Twice as Tasty

Rhubarb-Ginger Seltzer

Enjoy this bright, light homemade seltzer all spring and summer, with or without alcohol

By Julie Laing
Photo by Julie Laing.

Every year, my garden’s first bumper crop consists of ruby-red rhubarb stalks. The prolific plants continue to thrive even when I start eating daily green salads and harvesting tomatoes by the box. I’ve developed many ways to enjoy the bounty, from my grandma’s classic rhubarb pie to the rhubarb kimchi in my pickling cookbook. I also use many stalks to flavor beverages.

I’ve already shared two of my favorite rhubarb add-ins for drinks in this column: Rhubarb-Vanilla Syrup and Strawberry-Rhubarb Shrub. Both play up sweet flavors as much as rhubarb’s natural tanginess when used in cocktails and mocktails. Here, I use less acid and less sugar to create a lighter seltzer with plenty of refreshing bite.

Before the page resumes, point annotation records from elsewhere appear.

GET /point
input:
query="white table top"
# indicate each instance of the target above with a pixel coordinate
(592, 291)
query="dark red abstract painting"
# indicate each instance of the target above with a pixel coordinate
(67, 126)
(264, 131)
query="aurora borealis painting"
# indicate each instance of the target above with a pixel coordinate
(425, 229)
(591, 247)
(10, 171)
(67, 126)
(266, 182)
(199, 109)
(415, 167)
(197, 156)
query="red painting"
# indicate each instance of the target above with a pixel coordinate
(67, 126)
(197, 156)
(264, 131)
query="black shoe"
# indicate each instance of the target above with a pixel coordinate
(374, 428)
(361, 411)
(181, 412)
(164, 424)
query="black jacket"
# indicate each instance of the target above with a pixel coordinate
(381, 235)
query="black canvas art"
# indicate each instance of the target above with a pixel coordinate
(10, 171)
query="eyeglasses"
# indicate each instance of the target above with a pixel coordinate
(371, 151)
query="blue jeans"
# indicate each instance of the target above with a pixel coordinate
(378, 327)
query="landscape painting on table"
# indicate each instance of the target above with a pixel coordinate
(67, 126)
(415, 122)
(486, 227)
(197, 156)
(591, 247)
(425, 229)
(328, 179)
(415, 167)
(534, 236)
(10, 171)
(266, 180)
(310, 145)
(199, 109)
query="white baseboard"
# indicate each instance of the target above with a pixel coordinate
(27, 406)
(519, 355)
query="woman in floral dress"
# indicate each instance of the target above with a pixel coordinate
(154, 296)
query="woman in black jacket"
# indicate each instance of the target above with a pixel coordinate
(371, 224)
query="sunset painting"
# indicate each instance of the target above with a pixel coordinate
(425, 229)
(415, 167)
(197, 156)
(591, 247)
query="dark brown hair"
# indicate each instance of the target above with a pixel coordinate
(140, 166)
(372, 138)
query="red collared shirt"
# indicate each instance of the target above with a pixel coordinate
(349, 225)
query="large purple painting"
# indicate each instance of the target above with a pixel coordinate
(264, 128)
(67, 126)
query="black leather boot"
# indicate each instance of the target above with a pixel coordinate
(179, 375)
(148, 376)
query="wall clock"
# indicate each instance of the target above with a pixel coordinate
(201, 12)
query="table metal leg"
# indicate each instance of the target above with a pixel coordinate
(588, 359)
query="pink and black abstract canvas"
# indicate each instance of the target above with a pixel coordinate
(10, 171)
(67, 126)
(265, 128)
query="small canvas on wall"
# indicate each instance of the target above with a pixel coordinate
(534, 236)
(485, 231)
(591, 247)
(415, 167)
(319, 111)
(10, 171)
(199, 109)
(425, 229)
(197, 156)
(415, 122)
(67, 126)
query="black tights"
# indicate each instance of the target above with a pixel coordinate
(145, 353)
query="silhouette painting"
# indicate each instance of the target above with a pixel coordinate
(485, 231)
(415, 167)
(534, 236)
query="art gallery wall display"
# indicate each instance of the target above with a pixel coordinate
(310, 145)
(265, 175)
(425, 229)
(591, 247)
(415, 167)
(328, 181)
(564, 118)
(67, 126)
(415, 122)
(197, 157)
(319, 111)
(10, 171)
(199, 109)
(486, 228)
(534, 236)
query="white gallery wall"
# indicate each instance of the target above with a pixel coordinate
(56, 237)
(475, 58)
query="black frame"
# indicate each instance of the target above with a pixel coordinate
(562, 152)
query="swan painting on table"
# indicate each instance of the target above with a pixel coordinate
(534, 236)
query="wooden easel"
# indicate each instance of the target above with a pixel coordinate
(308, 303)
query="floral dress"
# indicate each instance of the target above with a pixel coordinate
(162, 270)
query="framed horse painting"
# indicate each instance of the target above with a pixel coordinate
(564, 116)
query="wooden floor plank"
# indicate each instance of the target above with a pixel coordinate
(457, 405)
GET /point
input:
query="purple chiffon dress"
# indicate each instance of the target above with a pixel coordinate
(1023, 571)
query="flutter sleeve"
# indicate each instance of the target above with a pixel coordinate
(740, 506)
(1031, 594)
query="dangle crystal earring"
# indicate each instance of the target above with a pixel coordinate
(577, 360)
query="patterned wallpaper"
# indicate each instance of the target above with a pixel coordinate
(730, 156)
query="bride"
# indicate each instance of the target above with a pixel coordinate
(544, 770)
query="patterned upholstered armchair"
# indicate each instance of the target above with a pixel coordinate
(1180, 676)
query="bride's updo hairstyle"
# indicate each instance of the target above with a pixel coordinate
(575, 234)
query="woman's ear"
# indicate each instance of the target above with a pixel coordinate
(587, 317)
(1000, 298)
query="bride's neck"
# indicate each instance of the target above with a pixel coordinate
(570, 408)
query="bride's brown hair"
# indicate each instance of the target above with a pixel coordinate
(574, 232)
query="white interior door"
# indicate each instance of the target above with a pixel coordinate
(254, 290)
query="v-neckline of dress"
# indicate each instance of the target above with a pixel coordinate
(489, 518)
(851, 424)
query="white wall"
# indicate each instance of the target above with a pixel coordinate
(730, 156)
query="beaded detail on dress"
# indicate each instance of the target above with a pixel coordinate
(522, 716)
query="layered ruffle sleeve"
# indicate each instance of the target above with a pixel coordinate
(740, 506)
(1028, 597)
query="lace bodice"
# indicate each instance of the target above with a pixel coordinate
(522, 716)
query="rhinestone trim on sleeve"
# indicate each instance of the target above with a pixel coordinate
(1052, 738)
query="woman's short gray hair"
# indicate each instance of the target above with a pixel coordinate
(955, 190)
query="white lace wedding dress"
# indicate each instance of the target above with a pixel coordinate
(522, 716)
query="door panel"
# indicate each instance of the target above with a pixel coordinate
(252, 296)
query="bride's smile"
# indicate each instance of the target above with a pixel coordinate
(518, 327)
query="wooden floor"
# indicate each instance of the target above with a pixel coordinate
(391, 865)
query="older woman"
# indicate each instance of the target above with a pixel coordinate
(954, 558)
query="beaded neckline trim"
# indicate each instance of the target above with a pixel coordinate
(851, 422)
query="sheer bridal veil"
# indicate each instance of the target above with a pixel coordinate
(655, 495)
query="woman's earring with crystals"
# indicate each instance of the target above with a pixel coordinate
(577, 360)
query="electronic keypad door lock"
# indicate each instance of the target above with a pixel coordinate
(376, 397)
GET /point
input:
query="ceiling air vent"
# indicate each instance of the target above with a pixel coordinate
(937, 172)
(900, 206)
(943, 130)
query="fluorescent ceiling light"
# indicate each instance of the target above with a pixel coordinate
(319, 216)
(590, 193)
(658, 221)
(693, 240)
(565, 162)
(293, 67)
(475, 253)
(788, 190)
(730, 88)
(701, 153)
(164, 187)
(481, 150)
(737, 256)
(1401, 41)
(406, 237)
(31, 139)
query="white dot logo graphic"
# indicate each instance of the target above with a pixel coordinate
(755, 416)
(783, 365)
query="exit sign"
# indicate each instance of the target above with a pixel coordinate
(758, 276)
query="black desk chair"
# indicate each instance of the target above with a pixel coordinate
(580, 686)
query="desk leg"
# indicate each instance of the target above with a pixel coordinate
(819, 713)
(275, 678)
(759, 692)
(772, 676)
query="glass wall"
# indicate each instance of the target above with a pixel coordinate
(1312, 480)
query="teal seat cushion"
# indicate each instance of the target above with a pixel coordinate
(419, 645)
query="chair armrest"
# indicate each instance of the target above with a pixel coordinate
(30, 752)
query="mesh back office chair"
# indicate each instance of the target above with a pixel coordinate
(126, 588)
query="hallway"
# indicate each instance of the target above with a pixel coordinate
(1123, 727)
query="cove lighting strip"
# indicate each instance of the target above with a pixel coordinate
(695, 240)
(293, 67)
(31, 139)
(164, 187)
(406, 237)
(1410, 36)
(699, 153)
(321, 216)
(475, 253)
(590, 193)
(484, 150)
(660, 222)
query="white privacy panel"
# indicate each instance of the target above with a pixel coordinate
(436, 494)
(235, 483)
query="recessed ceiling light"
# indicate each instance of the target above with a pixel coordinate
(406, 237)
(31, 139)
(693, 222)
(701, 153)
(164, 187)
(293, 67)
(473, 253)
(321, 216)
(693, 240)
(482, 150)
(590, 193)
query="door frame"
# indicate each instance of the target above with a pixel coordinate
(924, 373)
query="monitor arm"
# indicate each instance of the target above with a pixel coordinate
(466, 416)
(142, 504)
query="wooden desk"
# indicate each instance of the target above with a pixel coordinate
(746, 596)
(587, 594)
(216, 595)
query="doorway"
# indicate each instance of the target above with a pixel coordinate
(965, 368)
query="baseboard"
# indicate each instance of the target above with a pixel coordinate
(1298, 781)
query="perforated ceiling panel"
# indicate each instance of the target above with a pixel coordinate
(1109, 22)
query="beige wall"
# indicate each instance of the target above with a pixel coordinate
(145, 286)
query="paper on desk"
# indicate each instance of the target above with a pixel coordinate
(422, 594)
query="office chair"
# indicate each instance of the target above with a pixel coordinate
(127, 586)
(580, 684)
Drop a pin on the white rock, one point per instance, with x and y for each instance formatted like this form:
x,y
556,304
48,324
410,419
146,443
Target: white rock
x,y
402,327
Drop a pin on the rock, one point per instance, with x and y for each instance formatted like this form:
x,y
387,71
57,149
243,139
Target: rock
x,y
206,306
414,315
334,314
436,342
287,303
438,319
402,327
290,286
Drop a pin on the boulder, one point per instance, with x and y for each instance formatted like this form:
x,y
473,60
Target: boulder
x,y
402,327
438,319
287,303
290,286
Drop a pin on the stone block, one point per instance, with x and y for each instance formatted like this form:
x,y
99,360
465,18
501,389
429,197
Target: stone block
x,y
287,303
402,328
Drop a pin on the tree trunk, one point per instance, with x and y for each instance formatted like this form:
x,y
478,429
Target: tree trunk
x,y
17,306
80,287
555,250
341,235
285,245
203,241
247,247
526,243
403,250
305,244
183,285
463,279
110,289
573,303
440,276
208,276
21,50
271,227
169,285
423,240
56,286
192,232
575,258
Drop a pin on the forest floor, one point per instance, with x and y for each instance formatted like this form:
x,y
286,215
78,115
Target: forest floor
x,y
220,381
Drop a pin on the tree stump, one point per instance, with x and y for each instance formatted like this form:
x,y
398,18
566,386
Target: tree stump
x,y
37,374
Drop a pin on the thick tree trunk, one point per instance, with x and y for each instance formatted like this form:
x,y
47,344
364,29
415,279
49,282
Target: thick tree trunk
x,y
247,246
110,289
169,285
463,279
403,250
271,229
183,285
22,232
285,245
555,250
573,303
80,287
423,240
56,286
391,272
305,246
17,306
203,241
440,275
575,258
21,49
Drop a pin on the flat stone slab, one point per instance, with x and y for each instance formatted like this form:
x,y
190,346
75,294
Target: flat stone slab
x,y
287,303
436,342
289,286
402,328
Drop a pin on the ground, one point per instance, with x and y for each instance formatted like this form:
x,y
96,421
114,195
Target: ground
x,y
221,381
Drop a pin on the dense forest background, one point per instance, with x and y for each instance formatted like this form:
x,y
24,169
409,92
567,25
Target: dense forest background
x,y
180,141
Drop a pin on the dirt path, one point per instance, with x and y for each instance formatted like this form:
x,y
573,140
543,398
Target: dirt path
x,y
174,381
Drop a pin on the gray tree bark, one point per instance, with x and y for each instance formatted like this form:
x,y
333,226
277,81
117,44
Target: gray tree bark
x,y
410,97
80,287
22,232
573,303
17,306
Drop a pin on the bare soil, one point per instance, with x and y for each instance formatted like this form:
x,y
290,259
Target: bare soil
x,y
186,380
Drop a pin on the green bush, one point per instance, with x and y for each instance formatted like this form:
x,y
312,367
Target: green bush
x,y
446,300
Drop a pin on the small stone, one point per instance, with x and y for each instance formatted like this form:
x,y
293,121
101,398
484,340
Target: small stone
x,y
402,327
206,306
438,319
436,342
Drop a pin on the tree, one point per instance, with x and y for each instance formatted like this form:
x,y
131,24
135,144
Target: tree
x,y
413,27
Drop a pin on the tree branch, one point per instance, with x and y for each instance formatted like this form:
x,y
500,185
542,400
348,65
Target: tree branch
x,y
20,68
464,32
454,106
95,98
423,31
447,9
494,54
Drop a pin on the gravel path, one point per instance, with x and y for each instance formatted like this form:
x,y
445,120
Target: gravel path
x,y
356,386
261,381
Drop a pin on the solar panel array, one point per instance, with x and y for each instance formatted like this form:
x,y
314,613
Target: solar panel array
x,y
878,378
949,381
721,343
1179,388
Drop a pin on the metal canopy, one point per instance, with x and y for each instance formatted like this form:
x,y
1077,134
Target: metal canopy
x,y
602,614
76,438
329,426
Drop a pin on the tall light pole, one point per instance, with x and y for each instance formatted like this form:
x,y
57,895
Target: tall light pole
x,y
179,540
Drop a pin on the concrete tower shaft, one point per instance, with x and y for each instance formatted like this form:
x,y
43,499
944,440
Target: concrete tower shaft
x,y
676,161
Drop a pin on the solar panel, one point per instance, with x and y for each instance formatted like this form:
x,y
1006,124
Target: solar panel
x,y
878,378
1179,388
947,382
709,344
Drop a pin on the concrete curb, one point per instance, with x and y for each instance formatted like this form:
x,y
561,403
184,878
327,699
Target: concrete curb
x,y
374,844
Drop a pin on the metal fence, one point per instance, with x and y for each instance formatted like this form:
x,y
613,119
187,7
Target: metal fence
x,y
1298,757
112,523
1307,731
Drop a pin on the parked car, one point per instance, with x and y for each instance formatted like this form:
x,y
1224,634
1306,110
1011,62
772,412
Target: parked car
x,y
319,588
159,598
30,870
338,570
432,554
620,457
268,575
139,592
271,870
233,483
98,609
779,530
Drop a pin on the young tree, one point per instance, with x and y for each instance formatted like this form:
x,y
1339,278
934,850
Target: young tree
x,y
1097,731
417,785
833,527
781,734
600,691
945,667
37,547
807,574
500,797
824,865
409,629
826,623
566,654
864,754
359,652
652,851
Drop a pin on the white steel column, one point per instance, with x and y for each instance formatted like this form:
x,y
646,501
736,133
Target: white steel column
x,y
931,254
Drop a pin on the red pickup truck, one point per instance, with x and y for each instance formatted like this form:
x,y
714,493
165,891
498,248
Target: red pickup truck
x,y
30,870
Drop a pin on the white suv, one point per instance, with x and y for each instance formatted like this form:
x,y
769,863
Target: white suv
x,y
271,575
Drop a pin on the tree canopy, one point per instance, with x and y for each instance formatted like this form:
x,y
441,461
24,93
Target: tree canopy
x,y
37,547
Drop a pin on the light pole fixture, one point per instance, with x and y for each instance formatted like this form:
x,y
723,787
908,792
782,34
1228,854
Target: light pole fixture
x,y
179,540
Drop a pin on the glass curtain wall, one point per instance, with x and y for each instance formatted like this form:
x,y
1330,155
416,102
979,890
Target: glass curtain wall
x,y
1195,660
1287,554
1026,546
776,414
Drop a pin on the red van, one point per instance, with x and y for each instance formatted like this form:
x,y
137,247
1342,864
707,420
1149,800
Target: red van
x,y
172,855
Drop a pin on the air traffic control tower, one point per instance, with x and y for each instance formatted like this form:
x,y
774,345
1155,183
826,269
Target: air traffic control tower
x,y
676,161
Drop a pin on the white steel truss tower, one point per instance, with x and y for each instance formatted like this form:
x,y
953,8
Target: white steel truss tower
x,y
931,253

I typically make the concentrate for this seltzer as a by-product of homemade gari (sushi ginger), another recipe in my pickling cookbook. I prepare the ginger for pickling by blanching and draining it. The drained-off water holds plenty of gingery bite that balances what is otherwise essentially lightly sweetened rhubarb syrup.

If you would rather buy commercial ginger juice instead of blanching and draining sliced fresh gingerroot, taste the store-bought bottle’s contents first. Some brands are heavily sweetened with stronger ginger flavor, so you may need to adjust both the sugar and the ginger juice volumes in this recipe.

The combination of maceration and brief heat extracts the maximum amount of juice from dense rhubarb while retaining some of its fresh taste. Early-season stalks are usually the juiciest. To capture more bright flavor, let this young, tender rhubarb macerate a full day in the refrigerator, and then heat the pulp and released juices just until the sugar fully dissolves.

Rhubarb-Ginger Seltzer

Makes about 10 ounces of concentrate

For the concentrate:

1 pound rhubarb, sliced into 1/2-inch pieces (about 3-1/2 cups)

1/4 cup ginger juice, preferably from blanching fresh gingerroot

1/2 cup granulated sugar

1-1/2 teaspoons lime juice

For 1 serving:

1 ounce rhubarb-ginger concentrate

4 ounces seltzer

2 ounces white rum (optional)

Lime or lemon wedge for garnish

Combine the rhubarb, ginger juice and sugar in a medium saucepan. Cover the pan with its lid and let the rhubarb macerate at room temperature for about eight hours or overnight, until the sugar starts to draw out its juices.

Bring the rhubarb mixture to a boil over high heat, stirring occasionally. Reduce the heat to medium and cover the pan. Cook, stirring occasionally, for seven to 10 minutes, until the rhubarb softens. Let cool slightly.

Set a wire mesh strainer over a large glass measuring cup or bowl, and then pour in the rhubarb mixture and strain off the liquid. Stir the lime juice into the collected liquid. Let cool to room temperature.

For one seltzer serving, in a mixing glass, stir together the rhubarb-ginger concentrate, seltzer and rum, if desired. Fill a drinking glass with ice, pour in the flavored seltzer and garnish with a citrus wedge. Pour extra concentrate into a lidded glass bottle or jar and refrigerate for up to a week.